[Workshop] How to Build Great Data Science Projects - Part 1
Use this document as a guide and a template for conceptualizing, planning and working on your data science project. Use the“Create Doc” button above to start with a fresh copy of this doc. Feel free to delete any sections/explanation to streamline your doc.
For the purpose of this workshop, we’ll use the word project to refer to some original work that will require at least 20-30 hours of work and produce a substantial output in the form of one or more of these things: Jupyter notebook, code repository, project report, blog post, web application, presentation or video walkthrough.
What are the steps involved in building a great project?
Finding a project topic/idea/domain
Finding a dataset for your project
Preparing an outline and setting deadlines
Executing and iterating on your project
Project Documentation & Presentation
Showcasing your Project on your Resume/LinkedIn
Maximizing your reach and improving your project
In Part 1 of this workshop, we’ll cover steps 1 to 4. Let’s get started!
Step 1: Finding a Project Topic/Idea/Domain
It’s OK to feel lost when you’re trying to figure out what topic you should build your next/first project on.
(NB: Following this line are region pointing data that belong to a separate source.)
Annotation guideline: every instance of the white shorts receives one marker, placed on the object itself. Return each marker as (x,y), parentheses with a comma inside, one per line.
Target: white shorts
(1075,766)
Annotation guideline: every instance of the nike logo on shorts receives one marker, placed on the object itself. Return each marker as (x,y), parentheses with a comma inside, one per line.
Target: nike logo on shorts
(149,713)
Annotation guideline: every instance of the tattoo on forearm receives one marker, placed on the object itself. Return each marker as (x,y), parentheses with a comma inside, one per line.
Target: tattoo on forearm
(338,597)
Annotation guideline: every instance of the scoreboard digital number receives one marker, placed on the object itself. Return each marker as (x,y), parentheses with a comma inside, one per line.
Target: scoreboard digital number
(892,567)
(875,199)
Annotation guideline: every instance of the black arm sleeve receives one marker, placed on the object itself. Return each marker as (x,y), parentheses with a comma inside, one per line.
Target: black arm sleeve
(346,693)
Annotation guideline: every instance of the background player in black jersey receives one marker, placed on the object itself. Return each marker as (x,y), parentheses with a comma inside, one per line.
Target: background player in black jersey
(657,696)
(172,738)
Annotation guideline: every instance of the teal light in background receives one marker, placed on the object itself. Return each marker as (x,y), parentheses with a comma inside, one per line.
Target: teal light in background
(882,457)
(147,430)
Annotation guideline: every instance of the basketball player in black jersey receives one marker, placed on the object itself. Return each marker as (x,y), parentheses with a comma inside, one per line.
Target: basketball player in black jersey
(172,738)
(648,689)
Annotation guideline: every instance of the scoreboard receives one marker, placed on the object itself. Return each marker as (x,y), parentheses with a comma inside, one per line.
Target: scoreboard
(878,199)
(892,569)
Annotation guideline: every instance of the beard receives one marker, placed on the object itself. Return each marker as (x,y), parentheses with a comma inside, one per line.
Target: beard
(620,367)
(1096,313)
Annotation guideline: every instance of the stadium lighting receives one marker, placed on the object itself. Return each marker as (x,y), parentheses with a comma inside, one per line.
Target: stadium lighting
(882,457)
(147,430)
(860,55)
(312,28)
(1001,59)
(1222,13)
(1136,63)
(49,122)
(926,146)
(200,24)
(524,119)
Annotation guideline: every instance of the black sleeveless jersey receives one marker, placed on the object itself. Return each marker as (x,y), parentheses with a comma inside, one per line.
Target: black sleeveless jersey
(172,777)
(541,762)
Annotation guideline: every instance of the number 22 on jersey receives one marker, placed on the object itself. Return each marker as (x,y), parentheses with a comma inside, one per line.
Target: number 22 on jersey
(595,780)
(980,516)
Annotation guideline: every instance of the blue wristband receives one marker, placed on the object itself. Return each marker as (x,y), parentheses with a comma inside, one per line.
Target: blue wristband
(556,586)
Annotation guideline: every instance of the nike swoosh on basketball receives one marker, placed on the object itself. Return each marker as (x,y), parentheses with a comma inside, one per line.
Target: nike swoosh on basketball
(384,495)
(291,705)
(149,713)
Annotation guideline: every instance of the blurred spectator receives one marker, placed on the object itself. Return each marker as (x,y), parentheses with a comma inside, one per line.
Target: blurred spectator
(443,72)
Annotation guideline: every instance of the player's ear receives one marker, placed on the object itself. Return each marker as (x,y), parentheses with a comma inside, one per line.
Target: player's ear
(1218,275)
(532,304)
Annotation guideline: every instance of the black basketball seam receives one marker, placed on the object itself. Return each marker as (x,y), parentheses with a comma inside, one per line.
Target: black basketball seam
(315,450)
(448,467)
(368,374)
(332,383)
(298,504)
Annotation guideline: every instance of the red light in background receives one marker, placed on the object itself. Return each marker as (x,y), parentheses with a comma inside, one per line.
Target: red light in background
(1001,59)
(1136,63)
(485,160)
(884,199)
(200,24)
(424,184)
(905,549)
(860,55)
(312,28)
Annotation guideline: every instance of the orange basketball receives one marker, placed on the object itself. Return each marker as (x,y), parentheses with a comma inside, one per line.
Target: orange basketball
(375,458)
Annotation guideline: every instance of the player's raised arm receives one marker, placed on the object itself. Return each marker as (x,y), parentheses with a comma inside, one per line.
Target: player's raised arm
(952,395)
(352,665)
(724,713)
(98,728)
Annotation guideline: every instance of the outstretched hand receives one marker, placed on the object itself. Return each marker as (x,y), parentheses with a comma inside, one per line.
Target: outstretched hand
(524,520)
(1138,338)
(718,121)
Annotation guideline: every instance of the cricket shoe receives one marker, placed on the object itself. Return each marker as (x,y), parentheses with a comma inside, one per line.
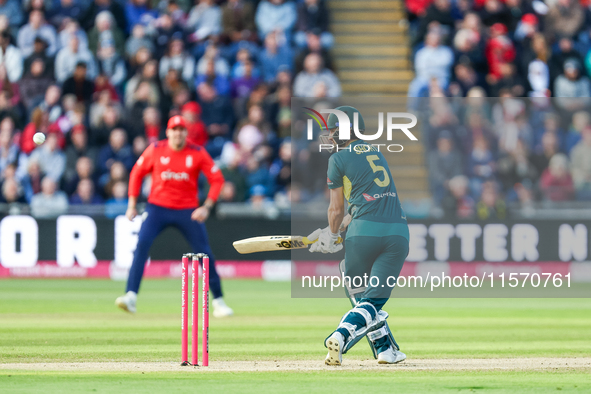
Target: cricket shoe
(334,344)
(220,309)
(127,302)
(391,356)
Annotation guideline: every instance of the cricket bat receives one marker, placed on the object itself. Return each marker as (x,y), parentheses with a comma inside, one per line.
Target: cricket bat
(272,243)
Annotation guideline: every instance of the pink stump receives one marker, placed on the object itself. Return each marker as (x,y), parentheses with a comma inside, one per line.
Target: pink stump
(195,311)
(185,310)
(205,310)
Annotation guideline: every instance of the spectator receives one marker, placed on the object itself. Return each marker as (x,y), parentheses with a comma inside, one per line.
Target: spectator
(84,169)
(280,170)
(238,21)
(580,120)
(11,57)
(117,150)
(51,103)
(482,165)
(167,30)
(98,6)
(549,147)
(515,167)
(49,203)
(117,204)
(151,125)
(11,89)
(197,131)
(458,203)
(34,84)
(438,14)
(220,82)
(66,11)
(313,16)
(212,54)
(137,40)
(443,165)
(565,19)
(37,27)
(50,157)
(581,165)
(79,84)
(117,173)
(69,57)
(499,51)
(217,115)
(111,120)
(313,41)
(85,194)
(8,148)
(572,84)
(39,52)
(176,58)
(274,57)
(12,192)
(38,124)
(433,61)
(148,74)
(490,206)
(558,59)
(556,183)
(13,10)
(31,179)
(276,16)
(78,148)
(495,11)
(205,20)
(234,176)
(257,174)
(137,12)
(243,86)
(106,29)
(313,74)
(111,64)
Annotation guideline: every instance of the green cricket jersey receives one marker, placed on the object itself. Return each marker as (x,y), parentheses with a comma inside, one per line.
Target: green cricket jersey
(362,171)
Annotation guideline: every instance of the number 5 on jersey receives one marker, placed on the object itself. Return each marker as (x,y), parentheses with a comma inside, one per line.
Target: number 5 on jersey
(376,168)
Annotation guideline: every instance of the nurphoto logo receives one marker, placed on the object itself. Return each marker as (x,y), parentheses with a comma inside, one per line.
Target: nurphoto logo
(344,128)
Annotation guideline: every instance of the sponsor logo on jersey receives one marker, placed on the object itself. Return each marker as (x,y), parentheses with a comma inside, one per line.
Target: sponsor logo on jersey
(175,176)
(368,197)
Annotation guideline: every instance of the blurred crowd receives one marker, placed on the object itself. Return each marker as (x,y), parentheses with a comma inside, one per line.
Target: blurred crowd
(485,156)
(101,78)
(526,48)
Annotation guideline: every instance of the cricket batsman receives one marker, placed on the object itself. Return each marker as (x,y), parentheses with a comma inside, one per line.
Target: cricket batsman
(175,166)
(376,243)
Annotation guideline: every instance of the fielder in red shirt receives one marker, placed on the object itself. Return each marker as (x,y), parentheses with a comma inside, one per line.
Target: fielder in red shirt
(175,166)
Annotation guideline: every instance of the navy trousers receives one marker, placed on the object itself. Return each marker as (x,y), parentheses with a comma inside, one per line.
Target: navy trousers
(158,219)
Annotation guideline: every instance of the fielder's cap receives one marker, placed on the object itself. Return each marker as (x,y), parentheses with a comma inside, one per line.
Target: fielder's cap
(176,121)
(79,129)
(192,106)
(530,19)
(498,28)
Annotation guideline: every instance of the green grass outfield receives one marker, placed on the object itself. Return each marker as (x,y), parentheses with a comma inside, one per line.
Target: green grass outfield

Generally speaking, it should be approachable while being just a bit challenging, so that you can both complete the project and learn something.
What should be the topic of your project?
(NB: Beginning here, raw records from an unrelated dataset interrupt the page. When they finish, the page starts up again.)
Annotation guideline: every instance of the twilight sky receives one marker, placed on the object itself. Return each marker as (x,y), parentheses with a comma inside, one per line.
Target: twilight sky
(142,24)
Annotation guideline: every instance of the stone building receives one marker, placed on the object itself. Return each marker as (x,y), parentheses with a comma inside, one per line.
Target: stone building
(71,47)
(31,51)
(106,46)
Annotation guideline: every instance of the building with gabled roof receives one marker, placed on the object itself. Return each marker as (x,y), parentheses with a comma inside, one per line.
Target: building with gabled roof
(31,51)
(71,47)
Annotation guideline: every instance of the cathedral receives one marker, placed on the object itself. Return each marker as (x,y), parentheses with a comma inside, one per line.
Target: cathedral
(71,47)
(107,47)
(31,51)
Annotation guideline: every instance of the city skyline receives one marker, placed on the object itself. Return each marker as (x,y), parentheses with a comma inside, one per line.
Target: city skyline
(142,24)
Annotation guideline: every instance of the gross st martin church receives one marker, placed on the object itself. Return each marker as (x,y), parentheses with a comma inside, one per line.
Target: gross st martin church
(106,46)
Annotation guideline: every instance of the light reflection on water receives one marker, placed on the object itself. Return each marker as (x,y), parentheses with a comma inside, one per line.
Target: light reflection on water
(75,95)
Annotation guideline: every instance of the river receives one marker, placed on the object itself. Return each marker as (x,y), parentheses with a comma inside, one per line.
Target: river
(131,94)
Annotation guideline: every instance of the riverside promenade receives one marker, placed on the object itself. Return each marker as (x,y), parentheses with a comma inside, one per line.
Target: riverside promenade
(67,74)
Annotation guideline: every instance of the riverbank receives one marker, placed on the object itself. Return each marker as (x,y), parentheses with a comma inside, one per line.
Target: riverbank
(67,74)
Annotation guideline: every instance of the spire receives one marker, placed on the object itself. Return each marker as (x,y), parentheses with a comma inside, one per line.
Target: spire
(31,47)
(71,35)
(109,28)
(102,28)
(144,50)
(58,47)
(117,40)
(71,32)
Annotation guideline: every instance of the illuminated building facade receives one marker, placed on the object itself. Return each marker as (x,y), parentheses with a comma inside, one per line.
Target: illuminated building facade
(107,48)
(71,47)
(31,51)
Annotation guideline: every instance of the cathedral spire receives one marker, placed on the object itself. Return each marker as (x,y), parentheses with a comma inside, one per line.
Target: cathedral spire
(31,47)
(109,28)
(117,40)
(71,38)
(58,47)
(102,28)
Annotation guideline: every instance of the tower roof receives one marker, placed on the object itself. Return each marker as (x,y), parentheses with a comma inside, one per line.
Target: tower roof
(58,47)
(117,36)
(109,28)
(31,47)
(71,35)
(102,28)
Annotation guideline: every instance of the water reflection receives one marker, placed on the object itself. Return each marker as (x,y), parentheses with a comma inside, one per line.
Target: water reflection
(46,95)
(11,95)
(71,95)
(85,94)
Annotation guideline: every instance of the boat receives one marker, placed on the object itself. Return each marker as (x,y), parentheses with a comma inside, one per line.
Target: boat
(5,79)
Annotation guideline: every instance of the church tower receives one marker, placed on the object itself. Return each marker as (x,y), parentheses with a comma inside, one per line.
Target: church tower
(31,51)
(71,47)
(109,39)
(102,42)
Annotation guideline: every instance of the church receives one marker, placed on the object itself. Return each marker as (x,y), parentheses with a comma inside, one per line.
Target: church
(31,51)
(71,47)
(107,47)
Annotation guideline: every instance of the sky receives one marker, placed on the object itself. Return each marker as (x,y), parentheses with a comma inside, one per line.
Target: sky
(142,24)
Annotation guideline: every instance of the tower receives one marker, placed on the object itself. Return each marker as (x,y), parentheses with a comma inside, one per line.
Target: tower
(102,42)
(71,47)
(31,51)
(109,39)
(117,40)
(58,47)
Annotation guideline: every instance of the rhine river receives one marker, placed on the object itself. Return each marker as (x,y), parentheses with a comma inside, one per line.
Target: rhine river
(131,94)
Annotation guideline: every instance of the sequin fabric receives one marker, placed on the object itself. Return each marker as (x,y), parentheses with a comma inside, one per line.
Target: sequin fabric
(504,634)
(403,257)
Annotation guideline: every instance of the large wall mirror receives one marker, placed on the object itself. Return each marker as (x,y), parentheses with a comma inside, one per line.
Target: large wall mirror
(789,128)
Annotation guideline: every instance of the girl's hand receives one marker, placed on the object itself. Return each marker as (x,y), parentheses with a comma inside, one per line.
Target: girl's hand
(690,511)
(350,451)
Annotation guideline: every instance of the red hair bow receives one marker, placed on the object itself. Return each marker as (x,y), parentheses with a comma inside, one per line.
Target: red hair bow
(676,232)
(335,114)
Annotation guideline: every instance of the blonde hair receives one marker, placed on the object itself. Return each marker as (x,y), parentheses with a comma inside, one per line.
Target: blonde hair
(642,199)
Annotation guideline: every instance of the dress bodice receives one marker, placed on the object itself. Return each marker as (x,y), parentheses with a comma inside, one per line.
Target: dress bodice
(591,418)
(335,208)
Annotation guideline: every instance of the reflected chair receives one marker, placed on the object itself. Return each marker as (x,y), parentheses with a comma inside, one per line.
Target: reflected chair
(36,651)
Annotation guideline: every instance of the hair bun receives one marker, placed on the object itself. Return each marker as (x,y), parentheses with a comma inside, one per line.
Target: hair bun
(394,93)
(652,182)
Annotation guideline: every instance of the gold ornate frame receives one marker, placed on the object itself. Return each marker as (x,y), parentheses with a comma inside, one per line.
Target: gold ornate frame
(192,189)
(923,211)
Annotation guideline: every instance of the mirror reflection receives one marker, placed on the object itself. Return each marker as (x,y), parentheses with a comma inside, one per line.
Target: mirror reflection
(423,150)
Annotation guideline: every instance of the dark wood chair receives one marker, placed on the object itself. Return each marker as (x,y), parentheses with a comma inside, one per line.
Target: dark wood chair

Something you have learned and want to practice e.g. Data Analysis with Python
For every course you take, you should have a project, ideally 2-3.
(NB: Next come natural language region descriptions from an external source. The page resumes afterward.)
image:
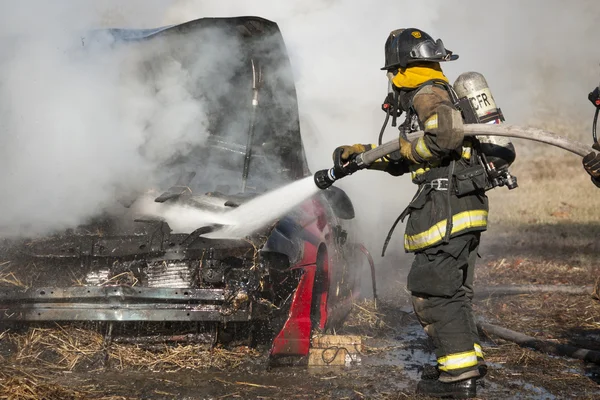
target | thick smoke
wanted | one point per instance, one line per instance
(62, 118)
(87, 120)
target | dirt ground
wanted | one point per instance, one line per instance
(543, 233)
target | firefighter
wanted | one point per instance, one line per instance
(445, 219)
(591, 162)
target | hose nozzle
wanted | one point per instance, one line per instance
(324, 178)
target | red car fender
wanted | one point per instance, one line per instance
(294, 337)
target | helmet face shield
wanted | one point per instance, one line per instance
(428, 50)
(405, 46)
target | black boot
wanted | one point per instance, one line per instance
(466, 389)
(432, 372)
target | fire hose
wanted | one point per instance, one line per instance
(325, 178)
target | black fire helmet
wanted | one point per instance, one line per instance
(405, 46)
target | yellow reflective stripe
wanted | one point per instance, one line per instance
(431, 122)
(478, 350)
(461, 221)
(422, 150)
(457, 361)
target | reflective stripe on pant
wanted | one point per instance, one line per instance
(441, 282)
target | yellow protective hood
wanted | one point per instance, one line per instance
(417, 74)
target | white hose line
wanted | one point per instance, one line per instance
(514, 131)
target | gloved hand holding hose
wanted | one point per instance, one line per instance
(326, 178)
(344, 164)
(591, 163)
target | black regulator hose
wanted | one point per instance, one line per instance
(594, 125)
(385, 122)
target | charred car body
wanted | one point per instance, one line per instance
(297, 275)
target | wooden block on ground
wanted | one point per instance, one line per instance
(334, 356)
(353, 343)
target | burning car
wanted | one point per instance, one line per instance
(296, 275)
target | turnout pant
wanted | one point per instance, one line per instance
(441, 283)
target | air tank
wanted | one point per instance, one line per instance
(472, 85)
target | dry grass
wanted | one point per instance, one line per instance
(68, 349)
(552, 189)
(34, 384)
(8, 277)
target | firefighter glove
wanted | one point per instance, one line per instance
(594, 97)
(591, 163)
(406, 150)
(349, 152)
(341, 167)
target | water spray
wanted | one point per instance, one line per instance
(325, 178)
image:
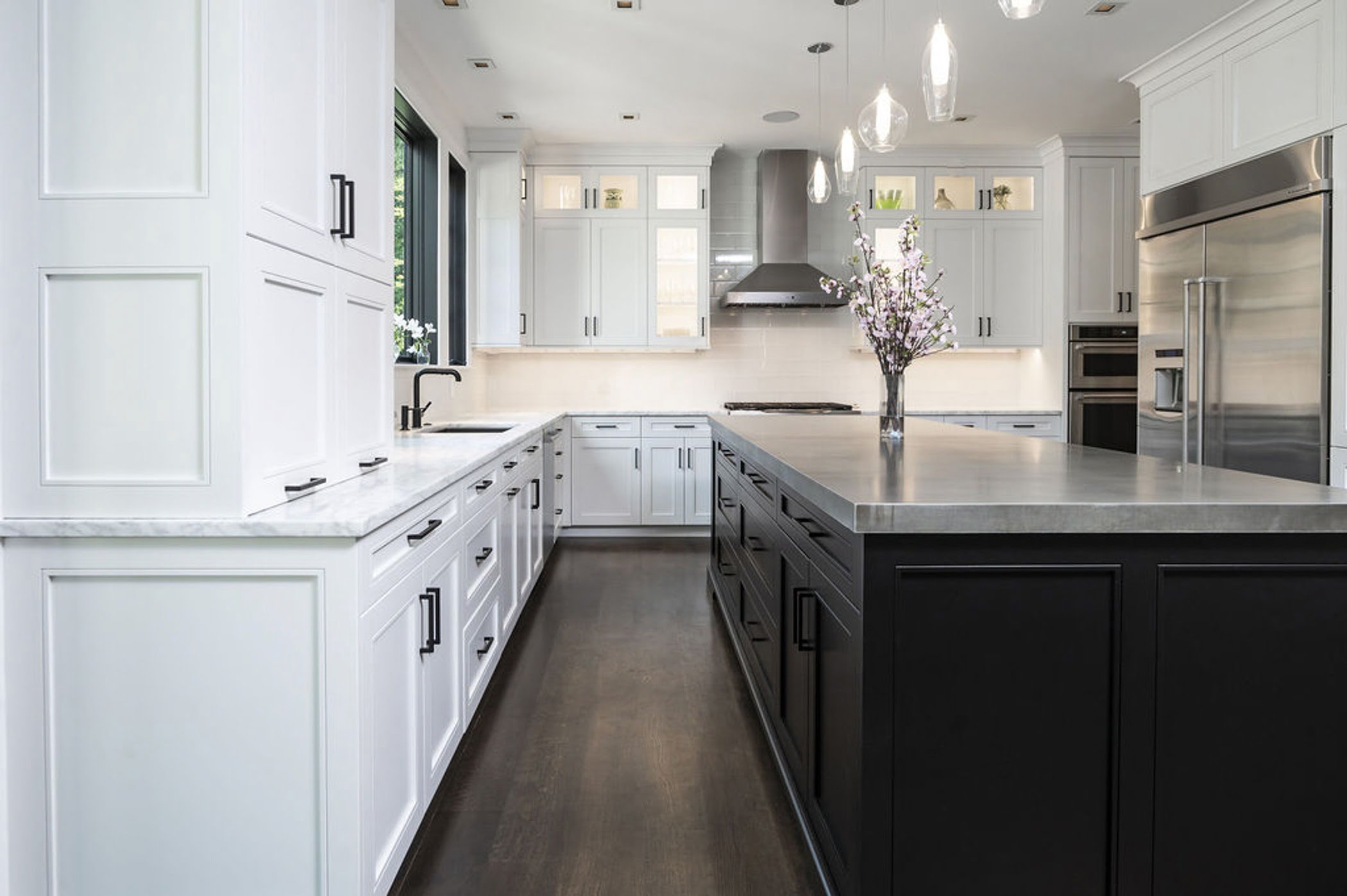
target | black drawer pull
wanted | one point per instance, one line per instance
(312, 484)
(430, 527)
Something you are interested in learning e.g. scikit-learn, plotly etc.
It’s OK if you don’t already know the topics, you can learn while doing the project
Something that will fill a gap in your portfolio/Resume e.g. model deployment
Go through your Resume, or check out some job listings on LinkedIn
Something interesting you came across and want to replicate with a different dataset
Topics for Projects in Data Science & Machine Learning
Exploratory Data Analysis of a dataset
Data Visualization with Seaborn, Plotly, Folium(maps)
Supervised machine learning(regression/classification) on tabular data
Unsupervised machine learning(clustering/recommendations) on tabular data
Deep Learning on images(Computer vision)
Deep Learning for natural language processing
Data cleaning and feature engineering
Reinforcement learning
Dataset creation using web scraping or official APIs
Model deployment using Flask & Heroku
Creating a web/mobile application powered by machine learning
Participating in a active/completed data science competition on Kaggle etc.
A practical tutorial on any topic related to machine learning
Implementing a paper on a different dataset
Create and publish a Python library with utilities, models, functions etc.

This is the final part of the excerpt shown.